Wednesday, January 12, 2011

Spider-Man: Turn Off the Dark reviewed.

I've been fascinated with Spider-Man: Turn Off the Dark since I first read about it not long ago. The Wikipedia page is probably a good place to start for the uninitiated. Basically it's a big giant mess of a musical about Spider-Man from Julie Taymor, the lady who brought us the Broadway version of The Lion King. Also Bono and The Edge. It's unbelievably expensive (according to Wikipedia, about $65 million with running costs of $1 million a week) and it's stupidly dangerous: though actors have been flying around on wires for centuries, apparently the particularly elaborate setup Taymor's created is a bit much: they can't make it work consistently, and people keep getting hurt.

Now that the show is actually, finally out and about -- though still in "previews" so as to prevent people from being to mean about the fact it's still a goddamn mess -- the press reaction is pretty fun to watch. I like this Josh Roberts review for Comic Book Resources in particular, providing as it does the vital comic geek perspective on a play that was clearly not designed for geeks (emphasis mine):
From weak performances to laughable music numbers, nearly every single problem facing "Spider-Man: Turn off the Dark" stems from its convoluted story. Director Julie Taymor and Glen Berger wrote the book, providing audiences with a story that's as difficult to follow as it is disrespectful towards Spider-Man's established character. Deviations from Marvel lore are to be expected; this production is meant for the mainstream masses, not the Wednesday Warriors, after all, and nearly every single comic book adaptation goes through its fair share of changes. But the musical's creative departures are both arbitrary and insulting towards Peter Parker's core beliefs.
Take Swiss Miss, a new female villain created by Taymor specifically for "Turn off the Dark," as an example of the former: when the character marks her first appearance, one of the members of the geek chorus asks another: "Who is that?" The response he gets from a fellow geek, who is narrating this portion of the story? "Oh, I just made her up." That's the only explanation that Taymor can muster: she just made the villain up. There's no other reason to include Swiss Miss, as her character contributes virtually nothing towards the show's forward momentum. Beyond her admittedly stunning costume -- a vast array of spinning blades and other sharp objects -- we learn absolutely nothing else about Swiss Miss. She is, in a word, pointless. And so it goes.
But there's no character that better symbolizes the show's creative misfires than Arachne. She is both needlessand insulting. Her story is revealed through the geek chorus as well as a book report written by Peter himself: in Ancient Greece, a young woman attempted suicide after scorning the gods, but was resurrected by Athena and subsequently turned into a spider-goddess. (That's the gist of the story, at least, as Arachne's origin is completely botched by the swift-talking geek chorus who themselves represent yet another character inclusion that completely distracts from the story, an especially ironic failure considering that their sole reason for existing is to provide clarification and commentary on plot points.) Arachne is directly responsible for Peter's transformation into Spider-Man, providing him with the key radioactive spider-bite as well as his red-and-blue tights -- because, as Taymor's book rightly points out, there's just no way that a teenage boy can sew his own costume; a Greek goddess providing it for him makes much more sense. 
I think the most disappointing thing about this is actually how boring it sounds. Roberts goes on to say that the costumes and acrobatics are a lot of fun, but who cares? These people looked at Spider-Man and the best they could do was say, "Wow, he's like a modern Greek hero! He's, like, this century's Hercules!"

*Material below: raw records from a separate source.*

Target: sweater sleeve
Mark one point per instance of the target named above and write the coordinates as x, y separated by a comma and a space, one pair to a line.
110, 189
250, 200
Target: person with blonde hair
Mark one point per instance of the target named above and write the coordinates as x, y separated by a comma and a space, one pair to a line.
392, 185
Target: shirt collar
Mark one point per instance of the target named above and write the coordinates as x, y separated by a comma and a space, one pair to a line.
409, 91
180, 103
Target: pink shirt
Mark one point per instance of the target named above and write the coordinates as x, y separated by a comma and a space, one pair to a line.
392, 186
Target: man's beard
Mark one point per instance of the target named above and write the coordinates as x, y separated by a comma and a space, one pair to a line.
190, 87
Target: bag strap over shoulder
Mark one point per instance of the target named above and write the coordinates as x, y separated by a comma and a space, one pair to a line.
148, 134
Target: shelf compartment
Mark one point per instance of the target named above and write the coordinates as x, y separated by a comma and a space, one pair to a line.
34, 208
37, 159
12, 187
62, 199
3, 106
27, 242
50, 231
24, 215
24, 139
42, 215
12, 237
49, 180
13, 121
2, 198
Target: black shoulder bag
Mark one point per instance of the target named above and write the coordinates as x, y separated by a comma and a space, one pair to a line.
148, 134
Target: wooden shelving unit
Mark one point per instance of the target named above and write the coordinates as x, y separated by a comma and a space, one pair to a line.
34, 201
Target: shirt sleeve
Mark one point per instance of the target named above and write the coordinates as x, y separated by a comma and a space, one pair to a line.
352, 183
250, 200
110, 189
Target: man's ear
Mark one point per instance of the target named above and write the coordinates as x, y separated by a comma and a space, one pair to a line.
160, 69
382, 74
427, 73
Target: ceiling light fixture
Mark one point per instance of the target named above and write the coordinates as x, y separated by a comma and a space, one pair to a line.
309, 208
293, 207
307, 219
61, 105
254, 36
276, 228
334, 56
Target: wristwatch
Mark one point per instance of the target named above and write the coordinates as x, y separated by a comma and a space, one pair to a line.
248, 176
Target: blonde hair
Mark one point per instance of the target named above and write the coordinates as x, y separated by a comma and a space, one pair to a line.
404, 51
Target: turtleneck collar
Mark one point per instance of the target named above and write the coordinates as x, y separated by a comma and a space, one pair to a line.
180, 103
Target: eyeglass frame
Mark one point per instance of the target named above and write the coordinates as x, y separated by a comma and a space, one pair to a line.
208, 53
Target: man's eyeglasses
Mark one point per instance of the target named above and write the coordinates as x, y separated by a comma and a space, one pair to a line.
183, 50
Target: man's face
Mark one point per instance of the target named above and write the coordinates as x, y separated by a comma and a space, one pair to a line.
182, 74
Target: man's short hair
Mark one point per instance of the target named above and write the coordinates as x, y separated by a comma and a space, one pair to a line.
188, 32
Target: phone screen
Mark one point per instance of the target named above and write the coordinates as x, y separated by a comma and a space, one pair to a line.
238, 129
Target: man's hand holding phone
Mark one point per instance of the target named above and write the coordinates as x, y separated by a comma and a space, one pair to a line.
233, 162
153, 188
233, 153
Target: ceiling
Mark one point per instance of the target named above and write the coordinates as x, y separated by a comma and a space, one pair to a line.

I mean, let's be clear: Super heroes are silly. Everybody knows that. But you know what else everybody knows? Each and every thing this play seems to be trying to tell them. Which doesn't matter, really. It's just that the amount of time, money, and human suffering that's gone into this project is pretty clearly a ridiculous waste. At this point I'm fairly certain the story of the making of this thing is way better than the story of the thing itself.

Yeah, clearly this needed to happen.